And our point is that Linux doesn't need a firewall if there aren't any open incoming ports on a base install.

OK.

And if you don't trust the source (a repo provided by us, over HTTPS) with providing you package updates and the packages themselves, including the firewall, and to install your firewall, [...]

@JoshStrobl Erm... Where did I say anything along these lines? My point is that any general-purpose OS should have a firewall preinstalled. @DataDrake mentioned some static system policy that's supposed to make up for that, but my question about it was ignored.

I think you are misreading my tone. I am being terse, not belligerent or hostile. I mean that we need a firewall that is easy for a novice user to use and requires no knowledge of TCP/UDP/IP to be usable.
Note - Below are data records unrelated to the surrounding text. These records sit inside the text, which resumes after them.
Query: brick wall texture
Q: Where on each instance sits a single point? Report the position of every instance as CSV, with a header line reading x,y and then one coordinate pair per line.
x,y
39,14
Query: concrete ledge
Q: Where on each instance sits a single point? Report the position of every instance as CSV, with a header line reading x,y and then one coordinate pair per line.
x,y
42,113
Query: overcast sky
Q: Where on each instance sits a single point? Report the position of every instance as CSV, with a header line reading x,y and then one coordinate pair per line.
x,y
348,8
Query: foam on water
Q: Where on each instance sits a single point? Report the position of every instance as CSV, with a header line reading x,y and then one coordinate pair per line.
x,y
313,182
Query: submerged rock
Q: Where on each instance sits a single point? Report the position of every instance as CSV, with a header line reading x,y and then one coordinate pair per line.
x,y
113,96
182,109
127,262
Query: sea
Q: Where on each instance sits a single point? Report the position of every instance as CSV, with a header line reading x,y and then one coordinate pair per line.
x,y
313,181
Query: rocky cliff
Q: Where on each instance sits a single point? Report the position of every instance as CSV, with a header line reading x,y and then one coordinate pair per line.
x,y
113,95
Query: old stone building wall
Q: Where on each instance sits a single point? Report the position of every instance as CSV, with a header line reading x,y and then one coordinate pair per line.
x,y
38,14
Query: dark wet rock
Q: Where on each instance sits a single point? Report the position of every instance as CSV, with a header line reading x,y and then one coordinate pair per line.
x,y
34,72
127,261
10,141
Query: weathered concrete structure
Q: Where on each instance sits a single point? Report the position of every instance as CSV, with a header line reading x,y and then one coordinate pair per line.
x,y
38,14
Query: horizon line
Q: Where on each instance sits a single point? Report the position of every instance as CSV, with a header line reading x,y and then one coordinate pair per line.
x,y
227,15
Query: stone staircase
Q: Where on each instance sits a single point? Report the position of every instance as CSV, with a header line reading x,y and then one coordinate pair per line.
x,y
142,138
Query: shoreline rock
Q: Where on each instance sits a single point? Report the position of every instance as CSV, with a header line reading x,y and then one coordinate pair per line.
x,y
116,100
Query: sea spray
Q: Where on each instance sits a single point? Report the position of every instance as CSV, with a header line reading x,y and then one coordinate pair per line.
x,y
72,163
@DataDrake I see. You probably know that already, but there is a graphical front end for firewalld called firewall-config; setting it up is just a matter of selecting one of the predefined firewall zones. It is also possible to select a different zone for every network connection directly via NetworkManager.

If you want configuration tools, there are multiple options in the repo that you can grab post-install.

@Gnat008 And that's the problem: I should be able to secure my PC before going online.

To be frank, I struggle to have confidence in Solus' security at this point.

It's a static system policy.

@DataDrake Do you mean an iptables policy? Also, is it set to block or drop incoming connection attempts (i.e., does it make your PC's ports appear closed or stealth)?

@JoshStrobl Well, I, for one, am merely trying to raise awareness of the issue, since PPPoE isn't as uncommon as many seem to believe. It should work out of the box, especially considering that nm-connection-editor has an option for it.

The problem is that in my country (Iraq), all ISPs use PPPoE, I assume there are other countries like this.